Em meio à sua batalha contra uma miocardiopatia genética que debilitou seu coração, Fernanda Assmann, analista acadêmica, deu à luz Henrique em abril deste ano, após uma gestação de sete meses, dos quais quatro foram passados no hospital.

Apenas um mês depois, durante as enchentes que assolaram o Rio Grande do Sul em maio, Fernanda passou por um transplante de um coração artificial, um dispositivo projetado para auxiliar na circulação sanguínea.

“É uma mistura de sentimentos: gratidão por tê-lo comigo, saudável. E também por ter tido essa oportunidade”, compartilha a recém-mãe.

Nadine Clausell, cardiologista do Hospital de Clínicas de Porto Alegre, explicou a complexidade do tratamento de Fernanda.

“Normalmente, os pacientes precisam se deslocar até São Paulo para esse tipo de procedimento. Esta foi a primeira vez que trouxemos o equipamento e a equipe para cá”, disse Nadine, destacando o alto risco logístico envolvido no transporte de Fernanda.

A médica também considerou a complicada situação logística do estado durante a calamidade das fortes chuvas, que resultaram em 179 mortes.

A família de Fernanda, que reside em São Leopoldo, foi duramente afetada, com a casa completamente alagada. “Isso tornou a logística absolutamente inviável”, afirmou Nadine.

O dispositivo foi financiado por um projeto do Hospital Sírio-Libanês de São Paulo. Segundo o diretor do setor de Cardiologia, Roberto Kalil, “é um aparelho caro” e “não está disponível no SUS para tratamento de rotina”.

Impacto nas doações de órgãos no RS
As enchentes no RS resultaram em uma redução significativa no número de transplantes, que diminuíram em um terço.

Na Santa Casa de Porto Alegre, houve uma queda de 70% nos transplantes realizados em maio. Embora junho tenha mostrado alguma melhora, a retomada completa depende da reabertura do Aeroporto Internacional Salgado Filho, que foi fechado devido ao aumento do nível do lago Guaíba.

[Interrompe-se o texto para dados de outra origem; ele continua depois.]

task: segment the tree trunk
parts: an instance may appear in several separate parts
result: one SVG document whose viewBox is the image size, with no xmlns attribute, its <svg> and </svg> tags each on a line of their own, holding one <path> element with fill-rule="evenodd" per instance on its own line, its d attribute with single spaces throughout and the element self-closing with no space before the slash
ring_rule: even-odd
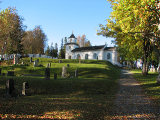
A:
<svg viewBox="0 0 160 120">
<path fill-rule="evenodd" d="M 148 74 L 148 71 L 147 71 L 147 62 L 146 62 L 146 60 L 143 61 L 142 74 L 143 74 L 143 75 L 147 75 L 147 74 Z"/>
</svg>

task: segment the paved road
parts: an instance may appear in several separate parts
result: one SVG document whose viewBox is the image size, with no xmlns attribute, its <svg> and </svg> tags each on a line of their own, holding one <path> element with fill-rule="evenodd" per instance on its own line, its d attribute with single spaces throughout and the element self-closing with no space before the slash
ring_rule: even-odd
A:
<svg viewBox="0 0 160 120">
<path fill-rule="evenodd" d="M 160 108 L 144 95 L 129 71 L 122 71 L 119 84 L 113 119 L 160 120 Z"/>
</svg>

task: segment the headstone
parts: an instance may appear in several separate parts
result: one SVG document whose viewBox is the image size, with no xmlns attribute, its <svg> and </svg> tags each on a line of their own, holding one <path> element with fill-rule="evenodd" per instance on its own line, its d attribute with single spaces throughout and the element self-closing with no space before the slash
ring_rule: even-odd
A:
<svg viewBox="0 0 160 120">
<path fill-rule="evenodd" d="M 2 76 L 5 76 L 5 73 L 2 73 Z"/>
<path fill-rule="evenodd" d="M 14 92 L 14 80 L 13 79 L 9 79 L 6 81 L 6 94 L 9 96 L 12 96 L 13 92 Z"/>
<path fill-rule="evenodd" d="M 47 66 L 46 66 L 47 68 L 49 68 L 49 63 L 47 64 Z"/>
<path fill-rule="evenodd" d="M 38 67 L 38 61 L 37 60 L 34 61 L 34 67 Z"/>
<path fill-rule="evenodd" d="M 2 68 L 0 68 L 0 75 L 2 74 Z"/>
<path fill-rule="evenodd" d="M 14 54 L 13 64 L 14 65 L 18 64 L 18 56 L 16 54 Z"/>
<path fill-rule="evenodd" d="M 32 61 L 32 57 L 30 57 L 30 62 L 33 62 L 33 61 Z"/>
<path fill-rule="evenodd" d="M 62 78 L 66 78 L 67 77 L 67 68 L 66 66 L 62 67 Z"/>
<path fill-rule="evenodd" d="M 59 60 L 59 63 L 62 63 L 62 60 Z"/>
<path fill-rule="evenodd" d="M 157 83 L 160 84 L 160 73 L 159 73 L 159 75 L 157 77 Z"/>
<path fill-rule="evenodd" d="M 14 76 L 14 71 L 8 71 L 7 76 Z"/>
<path fill-rule="evenodd" d="M 54 80 L 57 80 L 57 73 L 54 73 Z"/>
<path fill-rule="evenodd" d="M 75 77 L 78 78 L 78 69 L 75 70 Z"/>
<path fill-rule="evenodd" d="M 22 95 L 28 95 L 29 84 L 28 82 L 23 82 Z"/>
<path fill-rule="evenodd" d="M 46 78 L 46 80 L 50 79 L 50 68 L 45 69 L 45 78 Z"/>
</svg>

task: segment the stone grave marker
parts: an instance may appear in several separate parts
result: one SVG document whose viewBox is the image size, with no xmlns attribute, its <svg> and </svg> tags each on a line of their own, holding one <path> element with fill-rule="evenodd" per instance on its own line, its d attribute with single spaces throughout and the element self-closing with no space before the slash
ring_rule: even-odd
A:
<svg viewBox="0 0 160 120">
<path fill-rule="evenodd" d="M 34 61 L 34 67 L 38 67 L 38 61 L 37 60 Z"/>
<path fill-rule="evenodd" d="M 67 68 L 66 66 L 62 67 L 62 78 L 66 78 L 67 77 Z"/>
<path fill-rule="evenodd" d="M 159 73 L 159 75 L 157 77 L 157 83 L 160 84 L 160 73 Z"/>
<path fill-rule="evenodd" d="M 30 62 L 32 63 L 33 61 L 32 61 L 32 57 L 30 57 Z"/>
<path fill-rule="evenodd" d="M 59 63 L 62 63 L 62 60 L 59 60 Z"/>
<path fill-rule="evenodd" d="M 23 82 L 23 86 L 22 86 L 22 95 L 29 95 L 29 84 L 28 82 Z"/>
<path fill-rule="evenodd" d="M 14 71 L 8 71 L 7 76 L 14 76 Z"/>
<path fill-rule="evenodd" d="M 57 73 L 54 73 L 54 80 L 57 80 Z"/>
<path fill-rule="evenodd" d="M 16 54 L 14 54 L 13 64 L 14 65 L 18 64 L 18 56 Z"/>
<path fill-rule="evenodd" d="M 8 79 L 6 81 L 6 94 L 7 96 L 13 96 L 14 93 L 14 80 L 13 79 Z"/>
<path fill-rule="evenodd" d="M 50 79 L 50 68 L 45 69 L 45 79 L 49 80 Z"/>
<path fill-rule="evenodd" d="M 75 77 L 78 78 L 78 69 L 75 70 Z"/>
<path fill-rule="evenodd" d="M 0 68 L 0 75 L 2 74 L 2 68 Z"/>
</svg>

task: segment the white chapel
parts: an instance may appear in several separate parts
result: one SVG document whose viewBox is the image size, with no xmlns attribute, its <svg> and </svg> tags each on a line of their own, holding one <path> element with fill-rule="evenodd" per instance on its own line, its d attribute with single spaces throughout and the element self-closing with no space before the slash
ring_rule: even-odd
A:
<svg viewBox="0 0 160 120">
<path fill-rule="evenodd" d="M 106 45 L 80 47 L 73 33 L 65 46 L 65 59 L 106 60 L 114 65 L 121 66 L 118 62 L 116 47 L 107 47 Z"/>
</svg>

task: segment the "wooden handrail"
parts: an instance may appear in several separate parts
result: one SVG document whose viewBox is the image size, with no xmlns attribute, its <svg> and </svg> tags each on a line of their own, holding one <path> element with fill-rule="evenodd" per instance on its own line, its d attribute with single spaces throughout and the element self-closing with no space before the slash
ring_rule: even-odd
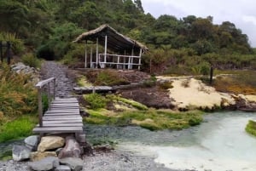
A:
<svg viewBox="0 0 256 171">
<path fill-rule="evenodd" d="M 39 126 L 43 127 L 43 104 L 42 104 L 42 93 L 43 88 L 47 85 L 47 98 L 48 98 L 48 105 L 50 106 L 51 103 L 51 95 L 50 95 L 50 83 L 53 82 L 53 99 L 55 98 L 55 78 L 50 77 L 46 80 L 43 80 L 38 82 L 36 84 L 36 88 L 38 88 L 38 116 L 39 116 Z"/>
</svg>

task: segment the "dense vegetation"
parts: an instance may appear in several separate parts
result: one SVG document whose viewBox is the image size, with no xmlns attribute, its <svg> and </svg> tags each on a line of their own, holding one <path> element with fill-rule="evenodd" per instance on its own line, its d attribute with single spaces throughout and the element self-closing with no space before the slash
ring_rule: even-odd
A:
<svg viewBox="0 0 256 171">
<path fill-rule="evenodd" d="M 187 128 L 202 122 L 202 112 L 198 111 L 155 110 L 117 95 L 90 94 L 84 98 L 89 105 L 86 106 L 89 117 L 84 118 L 86 123 L 138 125 L 149 130 L 160 130 Z"/>
<path fill-rule="evenodd" d="M 65 56 L 67 64 L 83 60 L 83 47 L 71 43 L 76 36 L 108 24 L 148 46 L 143 69 L 152 73 L 256 68 L 247 36 L 232 22 L 215 25 L 212 16 L 194 15 L 155 19 L 144 14 L 141 0 L 0 0 L 0 10 L 1 32 L 15 34 L 38 57 Z"/>
</svg>

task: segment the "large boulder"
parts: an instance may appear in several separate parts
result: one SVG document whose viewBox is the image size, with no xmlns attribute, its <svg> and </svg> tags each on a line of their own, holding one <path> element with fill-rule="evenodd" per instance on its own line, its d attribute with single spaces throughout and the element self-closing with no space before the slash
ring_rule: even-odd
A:
<svg viewBox="0 0 256 171">
<path fill-rule="evenodd" d="M 26 147 L 32 149 L 32 151 L 36 151 L 39 142 L 39 136 L 38 135 L 29 136 L 24 140 L 24 142 Z"/>
<path fill-rule="evenodd" d="M 73 136 L 66 137 L 66 145 L 61 151 L 59 158 L 79 157 L 81 155 L 81 147 Z"/>
<path fill-rule="evenodd" d="M 80 158 L 76 157 L 67 157 L 60 160 L 61 164 L 67 165 L 71 168 L 72 170 L 80 171 L 83 169 L 84 162 Z"/>
<path fill-rule="evenodd" d="M 15 145 L 13 146 L 13 159 L 15 161 L 23 161 L 30 157 L 31 149 L 23 145 Z"/>
<path fill-rule="evenodd" d="M 59 136 L 42 137 L 38 151 L 44 152 L 47 150 L 56 149 L 64 145 L 64 139 Z"/>
<path fill-rule="evenodd" d="M 55 171 L 71 171 L 71 168 L 69 166 L 60 165 L 55 169 Z"/>
<path fill-rule="evenodd" d="M 57 157 L 57 154 L 55 151 L 44 151 L 44 152 L 32 152 L 31 153 L 31 157 L 30 157 L 30 160 L 34 162 L 34 161 L 39 161 L 42 160 L 45 157 Z"/>
<path fill-rule="evenodd" d="M 51 170 L 60 165 L 59 159 L 54 157 L 49 157 L 40 161 L 29 162 L 28 166 L 37 171 Z"/>
</svg>

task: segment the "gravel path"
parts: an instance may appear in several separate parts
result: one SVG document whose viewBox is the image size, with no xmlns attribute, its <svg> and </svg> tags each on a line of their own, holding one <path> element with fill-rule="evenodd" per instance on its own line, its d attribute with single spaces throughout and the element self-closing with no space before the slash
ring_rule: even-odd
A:
<svg viewBox="0 0 256 171">
<path fill-rule="evenodd" d="M 45 61 L 41 69 L 41 76 L 42 79 L 52 77 L 56 78 L 56 96 L 72 96 L 75 83 L 68 78 L 67 68 L 64 66 L 55 61 Z M 6 145 L 9 145 L 3 144 L 3 149 Z M 110 152 L 95 152 L 94 156 L 84 156 L 83 159 L 84 171 L 174 171 L 154 162 L 153 157 L 137 156 L 132 152 L 119 150 Z M 0 161 L 0 171 L 29 171 L 31 169 L 27 163 L 27 162 L 13 160 Z"/>
<path fill-rule="evenodd" d="M 67 67 L 55 61 L 45 61 L 41 68 L 42 79 L 56 78 L 56 97 L 72 96 L 71 92 L 75 83 L 67 77 Z"/>
</svg>

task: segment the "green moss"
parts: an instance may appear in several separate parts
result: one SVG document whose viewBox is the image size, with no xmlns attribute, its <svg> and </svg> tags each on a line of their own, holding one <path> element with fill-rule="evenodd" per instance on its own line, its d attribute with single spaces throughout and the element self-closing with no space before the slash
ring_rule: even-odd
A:
<svg viewBox="0 0 256 171">
<path fill-rule="evenodd" d="M 195 126 L 202 122 L 202 112 L 173 112 L 148 109 L 147 111 L 129 111 L 113 113 L 107 110 L 88 111 L 87 123 L 110 125 L 138 125 L 149 130 L 182 129 Z"/>
<path fill-rule="evenodd" d="M 246 131 L 248 134 L 256 136 L 256 122 L 250 120 L 246 127 Z"/>
<path fill-rule="evenodd" d="M 0 160 L 7 161 L 12 159 L 12 151 L 6 151 L 0 153 Z"/>
<path fill-rule="evenodd" d="M 0 142 L 17 140 L 32 134 L 32 130 L 37 123 L 38 120 L 35 117 L 23 116 L 3 124 L 0 128 Z"/>
<path fill-rule="evenodd" d="M 109 100 L 112 100 L 121 101 L 123 103 L 131 105 L 134 108 L 138 109 L 138 110 L 148 110 L 148 107 L 146 105 L 144 105 L 139 102 L 134 101 L 132 100 L 127 100 L 125 98 L 122 98 L 120 96 L 113 95 L 113 94 L 108 95 L 107 98 Z"/>
<path fill-rule="evenodd" d="M 104 108 L 107 105 L 108 100 L 99 94 L 85 94 L 84 98 L 90 104 L 91 109 Z"/>
</svg>

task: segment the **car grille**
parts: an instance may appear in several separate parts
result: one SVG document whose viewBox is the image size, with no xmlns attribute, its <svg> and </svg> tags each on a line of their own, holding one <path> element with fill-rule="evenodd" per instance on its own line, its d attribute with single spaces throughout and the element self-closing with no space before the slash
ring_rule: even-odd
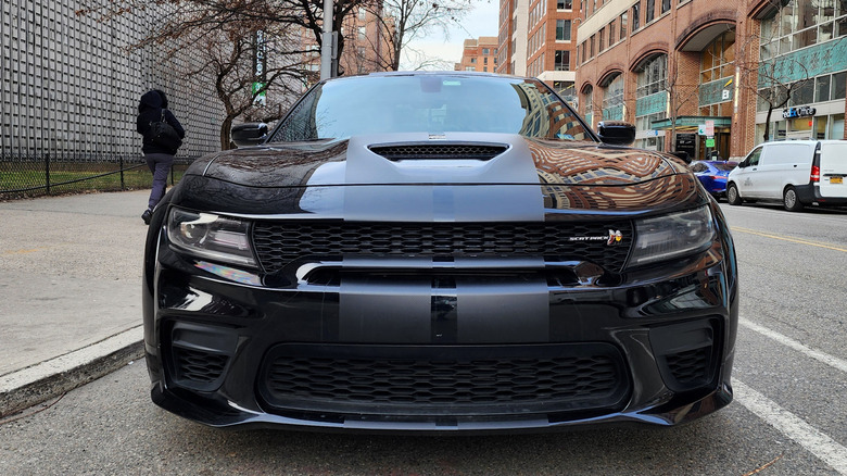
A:
<svg viewBox="0 0 847 476">
<path fill-rule="evenodd" d="M 416 143 L 403 146 L 374 146 L 370 151 L 390 161 L 470 159 L 486 161 L 506 151 L 506 146 L 465 143 Z"/>
<path fill-rule="evenodd" d="M 620 230 L 622 241 L 573 240 L 604 237 Z M 268 273 L 303 258 L 425 256 L 510 258 L 547 256 L 589 261 L 619 272 L 632 243 L 628 221 L 570 223 L 365 223 L 257 222 L 253 241 Z"/>
<path fill-rule="evenodd" d="M 620 409 L 629 377 L 605 343 L 279 345 L 260 373 L 278 411 L 484 415 Z"/>
<path fill-rule="evenodd" d="M 711 379 L 711 347 L 678 352 L 666 356 L 668 368 L 683 389 L 706 385 Z"/>
<path fill-rule="evenodd" d="M 217 353 L 172 348 L 174 379 L 181 386 L 195 390 L 211 390 L 220 384 L 220 377 L 229 358 Z"/>
</svg>

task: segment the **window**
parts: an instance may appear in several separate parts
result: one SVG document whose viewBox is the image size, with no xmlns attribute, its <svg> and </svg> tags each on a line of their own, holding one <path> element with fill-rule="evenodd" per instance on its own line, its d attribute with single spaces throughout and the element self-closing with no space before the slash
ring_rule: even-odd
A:
<svg viewBox="0 0 847 476">
<path fill-rule="evenodd" d="M 659 54 L 647 60 L 637 74 L 636 98 L 655 95 L 665 90 L 665 79 L 668 75 L 668 57 Z"/>
<path fill-rule="evenodd" d="M 556 50 L 555 71 L 570 71 L 570 51 Z"/>
<path fill-rule="evenodd" d="M 830 100 L 844 99 L 847 89 L 847 72 L 832 75 L 832 97 Z"/>
<path fill-rule="evenodd" d="M 609 23 L 609 48 L 615 45 L 615 22 Z"/>
<path fill-rule="evenodd" d="M 814 78 L 814 102 L 830 100 L 830 76 Z"/>
<path fill-rule="evenodd" d="M 639 30 L 639 14 L 641 13 L 641 3 L 632 5 L 632 33 Z"/>
<path fill-rule="evenodd" d="M 570 20 L 556 21 L 556 40 L 570 41 Z"/>
<path fill-rule="evenodd" d="M 603 118 L 620 121 L 623 117 L 623 75 L 615 76 L 603 91 Z"/>
<path fill-rule="evenodd" d="M 627 12 L 620 14 L 620 37 L 619 39 L 627 38 Z"/>
<path fill-rule="evenodd" d="M 726 32 L 703 49 L 700 84 L 735 74 L 735 32 Z"/>
<path fill-rule="evenodd" d="M 585 122 L 587 122 L 589 125 L 591 125 L 591 115 L 593 112 L 592 108 L 594 108 L 594 105 L 592 104 L 593 96 L 594 96 L 594 88 L 592 88 L 591 86 L 585 87 L 585 92 L 582 95 L 582 100 L 585 103 L 585 112 L 582 115 L 585 116 Z"/>
<path fill-rule="evenodd" d="M 761 60 L 847 35 L 845 0 L 789 0 L 760 23 Z"/>
</svg>

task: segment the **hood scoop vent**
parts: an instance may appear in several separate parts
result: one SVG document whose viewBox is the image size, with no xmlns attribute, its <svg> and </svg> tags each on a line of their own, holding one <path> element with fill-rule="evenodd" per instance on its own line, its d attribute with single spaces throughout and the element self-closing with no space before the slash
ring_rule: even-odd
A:
<svg viewBox="0 0 847 476">
<path fill-rule="evenodd" d="M 407 160 L 473 160 L 489 161 L 508 149 L 491 143 L 404 143 L 371 146 L 371 152 L 390 161 Z"/>
</svg>

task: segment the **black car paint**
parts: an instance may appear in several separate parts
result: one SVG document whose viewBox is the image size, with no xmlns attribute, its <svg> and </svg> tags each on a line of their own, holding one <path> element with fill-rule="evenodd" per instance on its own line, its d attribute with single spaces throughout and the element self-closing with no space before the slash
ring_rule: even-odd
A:
<svg viewBox="0 0 847 476">
<path fill-rule="evenodd" d="M 347 174 L 347 140 L 273 143 L 195 162 L 155 210 L 147 240 L 144 341 L 153 400 L 212 426 L 439 434 L 538 431 L 599 422 L 673 425 L 726 405 L 732 399 L 730 376 L 737 326 L 735 254 L 720 209 L 697 186 L 685 164 L 656 152 L 594 142 L 517 136 L 485 140 L 529 149 L 529 155 L 514 159 L 523 161 L 518 168 L 531 170 L 532 179 L 526 173 L 517 179 L 513 174 L 494 173 L 489 183 L 480 183 L 478 175 L 472 180 L 454 177 L 438 184 L 390 171 L 363 177 L 356 173 L 369 172 L 369 167 L 353 167 Z M 357 141 L 362 139 L 353 139 Z M 604 172 L 574 173 L 568 162 L 574 156 L 580 163 L 595 160 L 595 168 Z M 633 161 L 648 165 L 633 171 L 628 167 Z M 321 172 L 326 170 L 333 173 Z M 351 177 L 358 177 L 358 181 L 351 183 Z M 349 190 L 355 190 L 352 206 L 345 203 Z M 442 210 L 441 220 L 454 222 L 541 222 L 568 227 L 577 222 L 632 221 L 705 205 L 711 210 L 718 237 L 697 254 L 620 273 L 592 263 L 542 256 L 446 262 L 321 259 L 273 275 L 261 268 L 248 271 L 250 276 L 242 276 L 239 283 L 226 277 L 227 270 L 220 270 L 226 266 L 210 266 L 175 252 L 163 228 L 173 205 L 261 220 L 391 217 L 403 222 L 420 211 L 419 201 L 402 201 L 410 191 L 429 198 L 425 221 L 432 218 L 429 212 Z M 504 192 L 517 206 L 504 201 Z M 314 201 L 304 206 L 308 193 L 330 200 L 321 201 L 319 209 L 314 208 Z M 446 214 L 444 206 L 450 209 Z M 315 270 L 320 272 L 313 273 Z M 488 272 L 480 274 L 480 270 Z M 440 293 L 440 279 L 452 281 L 453 290 Z M 457 296 L 456 286 L 465 291 Z M 384 293 L 387 289 L 391 292 Z M 502 299 L 504 296 L 510 299 Z M 492 297 L 497 298 L 496 305 L 486 306 Z M 384 316 L 392 313 L 409 315 L 409 322 L 420 326 L 388 326 Z M 374 315 L 377 317 L 367 317 Z M 488 322 L 480 320 L 483 315 Z M 673 347 L 677 338 L 668 335 L 701 333 L 704 325 L 715 331 L 713 374 L 706 385 L 674 391 L 672 378 L 663 375 L 657 349 Z M 168 348 L 163 343 L 180 338 L 225 353 L 224 376 L 206 387 L 177 385 L 174 368 L 168 368 Z M 553 413 L 538 408 L 518 409 L 508 415 L 452 414 L 450 409 L 441 414 L 387 415 L 367 405 L 344 414 L 275 409 L 257 388 L 257 379 L 265 372 L 265 356 L 281 341 L 327 347 L 409 342 L 430 350 L 457 345 L 518 345 L 541 350 L 548 343 L 605 342 L 619 349 L 625 378 L 637 385 L 628 384 L 627 393 L 611 396 L 618 400 L 605 408 L 589 404 Z"/>
</svg>

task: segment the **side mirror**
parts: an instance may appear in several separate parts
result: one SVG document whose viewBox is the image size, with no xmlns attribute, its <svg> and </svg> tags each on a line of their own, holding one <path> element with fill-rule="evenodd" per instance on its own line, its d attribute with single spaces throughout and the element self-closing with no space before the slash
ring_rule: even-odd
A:
<svg viewBox="0 0 847 476">
<path fill-rule="evenodd" d="M 268 129 L 265 123 L 246 123 L 232 127 L 232 141 L 238 147 L 257 146 L 267 139 Z"/>
<path fill-rule="evenodd" d="M 601 121 L 597 136 L 609 146 L 629 146 L 635 141 L 635 126 L 622 121 Z"/>
<path fill-rule="evenodd" d="M 682 161 L 685 162 L 686 164 L 691 164 L 691 162 L 692 162 L 691 156 L 688 155 L 688 152 L 685 152 L 684 150 L 677 150 L 677 151 L 670 152 L 670 154 L 671 155 L 675 155 L 675 156 L 682 159 Z"/>
</svg>

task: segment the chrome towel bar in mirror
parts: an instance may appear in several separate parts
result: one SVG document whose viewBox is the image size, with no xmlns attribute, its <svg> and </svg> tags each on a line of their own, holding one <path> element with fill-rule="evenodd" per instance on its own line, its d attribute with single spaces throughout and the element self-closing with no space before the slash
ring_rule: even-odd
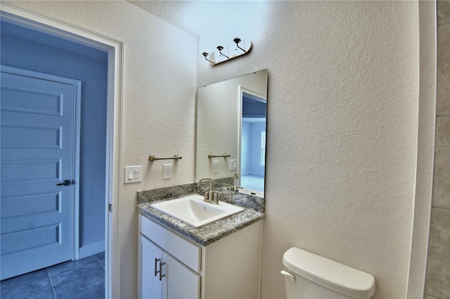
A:
<svg viewBox="0 0 450 299">
<path fill-rule="evenodd" d="M 183 159 L 183 157 L 178 154 L 175 154 L 174 157 L 171 157 L 169 158 L 158 158 L 154 154 L 150 154 L 150 157 L 148 157 L 148 161 L 150 161 L 150 162 L 153 162 L 153 161 L 156 161 L 156 160 L 169 160 L 169 159 L 180 160 L 181 159 Z"/>
<path fill-rule="evenodd" d="M 230 157 L 229 154 L 228 154 L 227 153 L 224 152 L 224 154 L 219 154 L 219 155 L 215 155 L 211 153 L 208 154 L 208 158 L 211 159 L 211 158 L 217 158 L 218 157 L 223 157 L 224 158 L 226 158 L 227 157 Z"/>
</svg>

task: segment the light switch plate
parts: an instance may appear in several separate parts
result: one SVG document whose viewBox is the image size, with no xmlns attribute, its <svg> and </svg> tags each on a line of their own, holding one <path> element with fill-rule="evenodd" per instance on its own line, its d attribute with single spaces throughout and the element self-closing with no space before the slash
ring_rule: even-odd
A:
<svg viewBox="0 0 450 299">
<path fill-rule="evenodd" d="M 162 166 L 162 179 L 166 180 L 172 178 L 172 164 L 164 164 Z"/>
<path fill-rule="evenodd" d="M 236 159 L 230 160 L 230 171 L 236 171 L 238 169 L 238 161 Z"/>
<path fill-rule="evenodd" d="M 125 184 L 142 182 L 142 166 L 125 166 Z"/>
</svg>

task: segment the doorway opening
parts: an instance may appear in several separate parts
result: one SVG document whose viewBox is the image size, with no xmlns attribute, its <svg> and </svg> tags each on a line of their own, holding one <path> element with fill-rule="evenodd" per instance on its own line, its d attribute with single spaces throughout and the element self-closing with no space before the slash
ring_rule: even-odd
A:
<svg viewBox="0 0 450 299">
<path fill-rule="evenodd" d="M 120 41 L 80 28 L 78 26 L 40 15 L 15 6 L 2 4 L 1 20 L 8 23 L 50 34 L 108 53 L 107 99 L 105 116 L 105 182 L 103 213 L 105 248 L 105 295 L 117 297 L 120 293 L 118 271 L 118 207 L 121 185 L 121 124 L 123 43 Z M 89 249 L 89 248 L 88 248 Z"/>
</svg>

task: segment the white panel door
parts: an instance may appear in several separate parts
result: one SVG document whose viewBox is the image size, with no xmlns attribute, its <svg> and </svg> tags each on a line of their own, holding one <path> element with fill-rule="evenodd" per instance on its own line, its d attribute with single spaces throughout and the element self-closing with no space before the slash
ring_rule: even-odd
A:
<svg viewBox="0 0 450 299">
<path fill-rule="evenodd" d="M 76 93 L 74 85 L 4 69 L 1 279 L 72 258 Z"/>
</svg>

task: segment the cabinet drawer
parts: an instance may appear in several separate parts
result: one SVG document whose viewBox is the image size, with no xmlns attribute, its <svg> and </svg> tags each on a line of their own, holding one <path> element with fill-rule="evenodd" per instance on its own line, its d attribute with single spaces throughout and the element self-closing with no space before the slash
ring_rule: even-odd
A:
<svg viewBox="0 0 450 299">
<path fill-rule="evenodd" d="M 196 272 L 200 272 L 200 246 L 141 214 L 139 215 L 139 232 L 184 265 Z"/>
</svg>

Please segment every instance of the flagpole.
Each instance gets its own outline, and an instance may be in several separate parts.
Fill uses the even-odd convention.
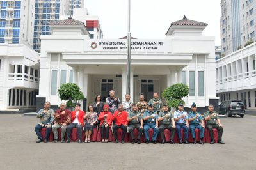
[[[127,59],[126,64],[127,73],[127,86],[126,93],[130,94],[130,81],[131,81],[131,32],[130,32],[130,13],[131,13],[131,0],[128,0],[128,32],[127,36]],[[131,95],[131,94],[130,94]]]

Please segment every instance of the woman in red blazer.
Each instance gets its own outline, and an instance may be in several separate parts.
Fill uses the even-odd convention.
[[[75,110],[71,112],[71,123],[67,127],[66,143],[70,142],[71,130],[76,127],[77,129],[78,143],[81,143],[82,140],[82,128],[84,126],[84,112],[80,110],[81,104],[76,104]]]
[[[101,128],[101,142],[108,143],[109,128],[112,125],[112,113],[109,111],[109,107],[105,104],[103,106],[103,112],[100,112],[98,120],[100,121],[100,127]],[[104,133],[105,132],[105,133]],[[104,135],[104,134],[106,134]]]

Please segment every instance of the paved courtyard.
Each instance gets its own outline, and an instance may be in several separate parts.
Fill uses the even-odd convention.
[[[36,143],[38,120],[0,114],[0,169],[256,169],[256,116],[221,118],[226,144]]]

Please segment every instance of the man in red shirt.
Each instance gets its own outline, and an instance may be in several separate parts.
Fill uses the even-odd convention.
[[[71,112],[66,109],[66,104],[61,103],[60,109],[55,111],[54,125],[52,129],[53,132],[53,142],[58,142],[58,129],[61,128],[61,143],[65,143],[64,136],[66,134],[67,126],[71,122]]]
[[[84,126],[84,112],[80,110],[81,104],[77,103],[75,106],[75,110],[71,112],[71,123],[67,127],[66,143],[70,142],[71,130],[76,127],[77,129],[78,143],[82,143],[82,128]]]
[[[123,111],[123,105],[119,104],[118,110],[115,111],[112,116],[112,120],[115,121],[115,123],[113,126],[113,132],[114,134],[114,137],[115,139],[115,143],[118,143],[118,139],[117,139],[117,130],[119,128],[121,128],[123,130],[121,143],[124,143],[124,137],[127,132],[127,118],[128,113],[125,111]]]

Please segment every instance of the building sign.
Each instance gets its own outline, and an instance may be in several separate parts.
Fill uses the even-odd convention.
[[[127,40],[86,40],[85,51],[126,52]],[[134,40],[131,42],[132,52],[171,52],[170,40]]]

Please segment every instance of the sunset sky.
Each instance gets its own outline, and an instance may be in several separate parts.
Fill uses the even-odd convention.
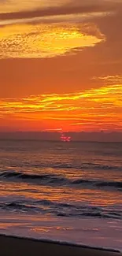
[[[0,0],[0,132],[122,132],[122,0]]]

Sandra Coccaro, chefe da Divisão de Transplantes do RS, detalhou os desafios enfrentados pela Central de Transplantes neste período.

“Temos ofertas de órgãos tanto nacionais quanto estaduais, que distribuímos em todo o Rio Grande do Sul. Cerca de 40% dessas ofertas são nacionais, vindas de todo o Brasil”, explicou.

A logística se tornou tão complexa que o aeroporto de Florianópolis passou a ser um ponto crucial para a chegada dos órgãos, com veículos transportando-os até a divisa do Rio Grande do Sul, onde eram então recolhidos e levados ao destino final.

“Já nem entrevistávamos as famílias (dos pacientes) porque sabíamos que não conseguiríamos trazer o órgão para Porto Alegre ou outro local para realizar o transplante. Eram notificados, mas não entrevistados porque não havia condições”, revelou Valter Duro Garcia, conselheiro da Associação Brasileira de Transplante de Órgãos e coordenador de transplantes da Santa Casa.